Glotzer received her Bachelor of Science degree in Physics from UCLA and her PhD in Physics from Boston University.  She is a member of the National Academy of Sciences, the National Academy of Engineering, and the American Academy of Arts and Sciences. She is a Fellow of the Materials Research Society, the American Association for the Advancement of Science, the American Institute of Chemical Engineers, the American Physical Society, and the Royal Society of Chemistry. Glotzer is the recipient of numerous awards and honors, including the 2019 Aneesur Rahman Prize for Computational Physics from the American Physical Society, the 2018 Nanoscale Science and Engineering Forum and the 2016 Alpha Chi Sigma Awards both from the American Institute of Chemical Engineers, and the 2019 Fred Kavli Distinguished Lectureship in Materials Science, 2017 Materials Communications Lecture Award and 2014 MRS Medal from the Materials Research Society. Glotzer is a leading advocate for simulation-based materials research, including nanotechnology and high performance computing, serving on boards and advisory committees of the National Science Foundation, the U.S. Department of Energy, and the National Academies. She is currently a member of the National Academy of Sciences Division on Engineering and Physical Sciences Committee.  

Engulfment of antifreeze proteins by ice

Dr. Aniket Thosar (University of Pennsylvania)

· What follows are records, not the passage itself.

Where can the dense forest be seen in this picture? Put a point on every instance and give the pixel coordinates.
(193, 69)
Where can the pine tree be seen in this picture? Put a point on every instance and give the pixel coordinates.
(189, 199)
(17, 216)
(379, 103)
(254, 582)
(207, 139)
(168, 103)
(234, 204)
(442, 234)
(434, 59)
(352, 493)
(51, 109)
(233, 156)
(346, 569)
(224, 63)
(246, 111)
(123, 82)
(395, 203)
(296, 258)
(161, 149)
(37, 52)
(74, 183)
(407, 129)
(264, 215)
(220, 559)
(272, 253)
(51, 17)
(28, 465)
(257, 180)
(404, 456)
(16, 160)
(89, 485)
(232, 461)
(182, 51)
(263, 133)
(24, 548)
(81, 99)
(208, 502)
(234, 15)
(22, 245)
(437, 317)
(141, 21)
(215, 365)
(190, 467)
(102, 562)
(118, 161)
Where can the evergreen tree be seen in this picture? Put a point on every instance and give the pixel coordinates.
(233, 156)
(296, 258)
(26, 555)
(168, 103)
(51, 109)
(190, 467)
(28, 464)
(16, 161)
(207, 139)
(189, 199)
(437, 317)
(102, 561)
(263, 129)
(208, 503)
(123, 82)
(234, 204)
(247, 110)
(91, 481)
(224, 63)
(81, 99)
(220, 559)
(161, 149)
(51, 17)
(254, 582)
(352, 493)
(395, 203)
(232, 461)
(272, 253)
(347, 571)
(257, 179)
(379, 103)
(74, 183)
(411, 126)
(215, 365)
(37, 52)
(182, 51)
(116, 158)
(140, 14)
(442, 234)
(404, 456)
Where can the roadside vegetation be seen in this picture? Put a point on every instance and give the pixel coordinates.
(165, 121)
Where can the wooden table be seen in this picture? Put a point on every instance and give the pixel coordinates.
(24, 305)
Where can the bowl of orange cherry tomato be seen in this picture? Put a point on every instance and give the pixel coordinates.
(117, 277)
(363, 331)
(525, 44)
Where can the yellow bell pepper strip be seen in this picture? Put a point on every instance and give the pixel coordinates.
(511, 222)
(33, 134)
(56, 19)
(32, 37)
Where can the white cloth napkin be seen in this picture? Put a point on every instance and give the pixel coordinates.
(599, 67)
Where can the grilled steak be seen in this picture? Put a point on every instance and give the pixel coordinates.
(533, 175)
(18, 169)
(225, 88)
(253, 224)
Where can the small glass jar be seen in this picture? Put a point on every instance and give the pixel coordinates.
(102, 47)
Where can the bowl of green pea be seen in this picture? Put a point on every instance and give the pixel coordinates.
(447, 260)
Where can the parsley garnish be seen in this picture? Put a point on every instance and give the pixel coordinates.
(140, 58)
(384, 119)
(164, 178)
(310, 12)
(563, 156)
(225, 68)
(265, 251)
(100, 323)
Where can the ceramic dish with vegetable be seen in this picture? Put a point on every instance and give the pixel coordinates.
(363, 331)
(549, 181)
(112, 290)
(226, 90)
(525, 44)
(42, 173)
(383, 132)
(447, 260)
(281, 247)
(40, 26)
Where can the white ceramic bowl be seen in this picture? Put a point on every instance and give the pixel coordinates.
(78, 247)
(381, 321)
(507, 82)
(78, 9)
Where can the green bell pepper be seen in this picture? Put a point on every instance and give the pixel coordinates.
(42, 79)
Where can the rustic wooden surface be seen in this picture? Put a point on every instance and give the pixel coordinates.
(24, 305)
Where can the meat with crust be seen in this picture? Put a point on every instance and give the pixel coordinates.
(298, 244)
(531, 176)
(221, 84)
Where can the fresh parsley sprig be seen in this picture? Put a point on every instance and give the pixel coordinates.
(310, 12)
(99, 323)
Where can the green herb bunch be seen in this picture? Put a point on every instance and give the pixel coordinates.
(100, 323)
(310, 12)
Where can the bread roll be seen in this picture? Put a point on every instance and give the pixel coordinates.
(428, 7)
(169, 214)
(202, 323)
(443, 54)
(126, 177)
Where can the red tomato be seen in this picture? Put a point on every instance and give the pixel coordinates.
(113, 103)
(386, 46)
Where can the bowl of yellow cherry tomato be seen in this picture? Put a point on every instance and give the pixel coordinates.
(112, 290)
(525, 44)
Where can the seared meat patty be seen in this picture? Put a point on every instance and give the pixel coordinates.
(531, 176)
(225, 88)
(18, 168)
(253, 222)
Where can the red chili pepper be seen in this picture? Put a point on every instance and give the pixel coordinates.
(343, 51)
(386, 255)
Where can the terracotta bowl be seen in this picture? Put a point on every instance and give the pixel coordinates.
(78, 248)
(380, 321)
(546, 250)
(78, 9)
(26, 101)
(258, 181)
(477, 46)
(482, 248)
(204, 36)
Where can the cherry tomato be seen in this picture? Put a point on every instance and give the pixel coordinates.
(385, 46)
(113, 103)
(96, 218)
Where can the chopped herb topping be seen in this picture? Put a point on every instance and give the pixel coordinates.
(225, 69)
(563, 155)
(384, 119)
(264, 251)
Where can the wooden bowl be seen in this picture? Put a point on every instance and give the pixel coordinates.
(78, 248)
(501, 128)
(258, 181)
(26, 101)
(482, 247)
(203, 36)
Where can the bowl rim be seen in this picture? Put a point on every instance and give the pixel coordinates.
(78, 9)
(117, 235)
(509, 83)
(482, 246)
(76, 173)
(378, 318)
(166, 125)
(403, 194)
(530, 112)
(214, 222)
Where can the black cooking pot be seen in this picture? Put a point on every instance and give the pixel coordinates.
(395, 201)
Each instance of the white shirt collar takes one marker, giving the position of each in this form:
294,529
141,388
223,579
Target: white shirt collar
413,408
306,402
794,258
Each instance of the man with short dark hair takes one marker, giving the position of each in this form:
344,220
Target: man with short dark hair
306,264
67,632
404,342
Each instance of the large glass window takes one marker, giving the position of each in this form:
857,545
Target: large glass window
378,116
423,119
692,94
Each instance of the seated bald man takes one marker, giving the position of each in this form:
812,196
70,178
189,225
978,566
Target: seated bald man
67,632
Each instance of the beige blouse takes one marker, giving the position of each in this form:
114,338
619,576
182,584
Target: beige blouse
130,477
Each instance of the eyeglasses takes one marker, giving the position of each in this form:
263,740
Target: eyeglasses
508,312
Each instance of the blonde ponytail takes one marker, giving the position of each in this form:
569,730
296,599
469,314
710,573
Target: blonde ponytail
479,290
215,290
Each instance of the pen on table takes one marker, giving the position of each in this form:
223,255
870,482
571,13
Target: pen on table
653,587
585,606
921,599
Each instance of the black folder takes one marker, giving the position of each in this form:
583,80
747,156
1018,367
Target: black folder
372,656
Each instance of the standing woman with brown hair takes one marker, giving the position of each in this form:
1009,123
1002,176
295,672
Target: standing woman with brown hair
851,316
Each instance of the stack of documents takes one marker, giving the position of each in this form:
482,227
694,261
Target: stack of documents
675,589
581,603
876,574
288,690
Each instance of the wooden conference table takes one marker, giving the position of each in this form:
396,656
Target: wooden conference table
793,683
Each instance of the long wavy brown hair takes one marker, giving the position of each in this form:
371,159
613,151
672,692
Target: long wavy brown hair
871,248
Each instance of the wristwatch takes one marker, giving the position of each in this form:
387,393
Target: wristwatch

Abstract: Antifreeze proteins (AFPs) are a remarkable class of proteins, which enable diverse organisms, from fishes and insects to plants and bacteria, to survive in frigid polar environments. Despite being present at millimolar concentrations, AFPs help the host organisms survive at sub-freezing temperatures by suppressing ice formation. To function, AFPs must perform one of the most challenging recognition tasks in all of biology: - binding an ice nucleus in a vast excess of water even though there are no chemical and few structural differences between ice and water. Once AFPs bind the ice nucleus, ice growth can occur only if ice is successful in engulfing the bound AFPs. At a sufficiently low temperatures (below the melting point), the driving force for ice growth wins over the unfavorable process of AFP engulfment and AFPs are no longer able to resist the ice growth. The range of temperatures over which AFPs are able to suppress ice growth, known as the thermal hysteresis activity of the AFP, varies from one AFP to another. To uncover how the molecular characteristics of an AFP influence its activity, we employ molecular dynamics simulations and enhanced sampling techniques. We characterize the free energetics of engulfment of AFP by ice to understand how the thermal hysteresis activity of an AFP depends not only on the separation between AFPs, but also on AFP size, shape, and chemistry.

 Speaker Bio: Aniket Thosar obtained his PhD in Engineering Sciences from National Chemical Laboratory, India. His PhD work, supervised by Dr. Ashish Lele, focused on proton exchange membrane (PEM) fuel cell technology, a device that converts chemical energy of hydrogen into electricity. He derived physics-based design equation of PEM fuel cells that relates its parametric space with electrical power output. Subsequent to his PhD, he began working with Prof. Amish Patel at University of Pennsylvania on deciphering the structure-ice growth inhibition activity relationship of antifreeze proteins, which has important implications in the diverse fields ranging from organ preservation to food preservation.